EVS hydrologist Eugene Yan and collaborating Argonne researchers, together with colleagues at Washington State University, have developed an improved IDF analysis framework, recently implemented in southern Maine. The updated framework (1) identified non-stationary changes in the climate by incorporating both historical observations and future climate projections; (2) developed processes capable of performing data pre-processing, multiple statistical distribution model evaluation and selection, model parameter uncertainty quantification, and performance validation; and (3) quantified runoff IDFs using precipitation IDF estimates for the Casco Bay Watershed in Maine. The updated IDF analysis framework considers non-stationary distribution models and snowmelt effects that are not incorporated in conventional methods.
The quantification of extreme precipitation events is vitally important for designing critical infrastructure and for urban planning. The improved IDF analysis framework developed for this study provides a better ability to quantify intensity of 10-, 50-, 100-, and 500-year storms in the context of changing future climate, and parameterizes the increasing trends in these events over time. Results from the improved analysis framework show a marked increase in intensity (45% on average) and frequency of the extreme precipitation events when compared to those using only historical records that assuming stationarity. This implies potential under-preparedness of flood-sensitive infrastructure in this region, which could be at risk for flood damage if original designs are based on lower IDF estimates using conventional method.
The improved IDF analysis framework developed in this study will provide a design basis for flood-sensitive infrastructure (urban drainage systems, roads, and hydraulic structures) that will aid in flood risk management. The results will enable and support a more science-based decision-making process for urban planning in the context of future flooding potential considering non-stationary climate shift.

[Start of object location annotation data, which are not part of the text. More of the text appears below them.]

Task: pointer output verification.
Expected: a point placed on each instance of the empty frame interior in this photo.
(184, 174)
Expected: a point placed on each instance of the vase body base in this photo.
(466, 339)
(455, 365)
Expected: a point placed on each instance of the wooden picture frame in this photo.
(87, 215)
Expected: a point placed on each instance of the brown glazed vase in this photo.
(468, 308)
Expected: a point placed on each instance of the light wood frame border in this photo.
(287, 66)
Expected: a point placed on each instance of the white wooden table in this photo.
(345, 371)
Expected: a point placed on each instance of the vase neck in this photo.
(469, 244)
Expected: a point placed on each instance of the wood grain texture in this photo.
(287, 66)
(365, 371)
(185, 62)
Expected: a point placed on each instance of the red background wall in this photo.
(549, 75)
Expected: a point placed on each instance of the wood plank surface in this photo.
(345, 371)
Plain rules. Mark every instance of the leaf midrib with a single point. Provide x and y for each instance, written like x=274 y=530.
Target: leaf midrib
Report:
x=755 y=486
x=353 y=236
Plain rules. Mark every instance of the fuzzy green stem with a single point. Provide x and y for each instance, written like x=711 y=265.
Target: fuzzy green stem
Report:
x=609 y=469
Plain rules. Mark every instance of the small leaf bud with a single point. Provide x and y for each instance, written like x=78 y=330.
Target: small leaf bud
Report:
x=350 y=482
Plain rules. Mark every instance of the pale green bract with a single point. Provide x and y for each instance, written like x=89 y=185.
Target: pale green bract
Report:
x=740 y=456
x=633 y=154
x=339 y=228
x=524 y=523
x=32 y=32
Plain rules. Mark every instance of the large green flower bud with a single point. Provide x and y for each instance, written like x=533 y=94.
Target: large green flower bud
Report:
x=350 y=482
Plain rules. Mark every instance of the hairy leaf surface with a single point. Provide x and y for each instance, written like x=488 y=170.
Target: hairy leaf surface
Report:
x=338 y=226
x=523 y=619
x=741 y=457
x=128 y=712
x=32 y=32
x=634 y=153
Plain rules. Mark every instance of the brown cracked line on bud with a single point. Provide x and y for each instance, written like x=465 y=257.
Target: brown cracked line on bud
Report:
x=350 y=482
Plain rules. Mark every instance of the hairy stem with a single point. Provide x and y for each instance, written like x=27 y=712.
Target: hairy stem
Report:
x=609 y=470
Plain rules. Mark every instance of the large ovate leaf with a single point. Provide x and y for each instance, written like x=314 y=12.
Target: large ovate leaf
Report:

This study is part of the Regional Resiliency Assessment Program (RRAP), which addresses a range of hazards that could be regionally significant for Portland, Maine. The RRAP is led by the Department of Homeland Security. Argonne is a partner in RRAP for Portland, Maine. Other researchers in this study include Alissa Jared, Julia Pierce, Vinod Mahat, and Mark Picel of EVS; Duane Verner and Thomas Wall of the Global Security Sciences Division; and Yonas Demissie and Edom Moges at Washington State University.